Those are true. I'd tell almaden that.


----------



## Almaden

*Missing links*

Huh, I loaded up my charts on tinypic.com (per Skyscraper suggestion) but they are all gone. Maybe there is a time limit? Anyone have better options since you can't directly post an image on this site?


----------



## fieldsofdreams

Almaden said:


> Huh, I loaded up my charts on tinypic.com (per Skyscraper suggestion) but they are all gone. Maybe there is a time limit? Anyone have better options since you can't directly post an image on this site?

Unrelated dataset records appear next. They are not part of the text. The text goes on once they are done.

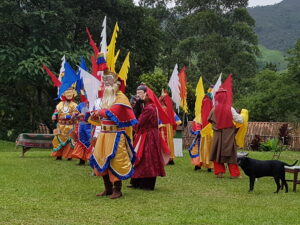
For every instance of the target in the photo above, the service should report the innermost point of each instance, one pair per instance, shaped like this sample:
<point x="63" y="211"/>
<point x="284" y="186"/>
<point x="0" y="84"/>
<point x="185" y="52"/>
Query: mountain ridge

Load them up as images and post them on Photobucket.


----------



## Almaden

*New Qatar Services*

According to Wikipedia, Qatar plans to launch service to Detroit, Boston as well as passenger service to Atlanta (currently a cargo route) as new 787s arrive to the fleet. This is in addition to Chicago service starting in April. This seems to be possible, the CEO said yesterday that the airline will be launching 15 new destinations this coming year.


----------



## fieldsofdreams

^^ With that news, will QR also operate to either LAX or SFO in the process? EK already operates to both airports, but EY does not.


----------



## Almaden

*Air France to MSP*

AIRFRANCE from 21MAY13 to 01SEP13 will launch new seasonaltrans-atlantic service, offering daily Paris CDG – Minneapolis operation on board Airbus A340-300 aircraft. Note from 21MAY13 to 16JUN13, service operates 5 weekly.


----------



## fieldsofdreams

Almaden said:


> AIRFRANCE from 21MAY13 to 01SEP13 will launch new seasonaltrans-atlantic service, offering daily Paris CDG &#150; Minneapolis operation on board Airbus A340-300 aircraft. Note from 21MAY13 to 16JUN13, service operates 5 weekly.


Interesting. Looks like AF made a deal with DL to operate that route because MSP is a large DL hub,


----------



## Almaden

*Air Berlin to Chicago*

airberlin starting 23MAR13 is launching Berlin Tegel – Chicago service, initially operating 3 weekly flights on board Airbus A330-200 aircraft. From 01MAY13, service increases to 5 weekly.


----------



## diablo234

Almaden said:


> AIRFRANCE from 21MAY13 to 01SEP13 will launch new seasonaltrans-atlantic service, offering daily Paris CDG – Minneapolis operation on board Airbus A340-300 aircraft. Note from 21MAY13 to 16JUN13, service operates 5 weekly.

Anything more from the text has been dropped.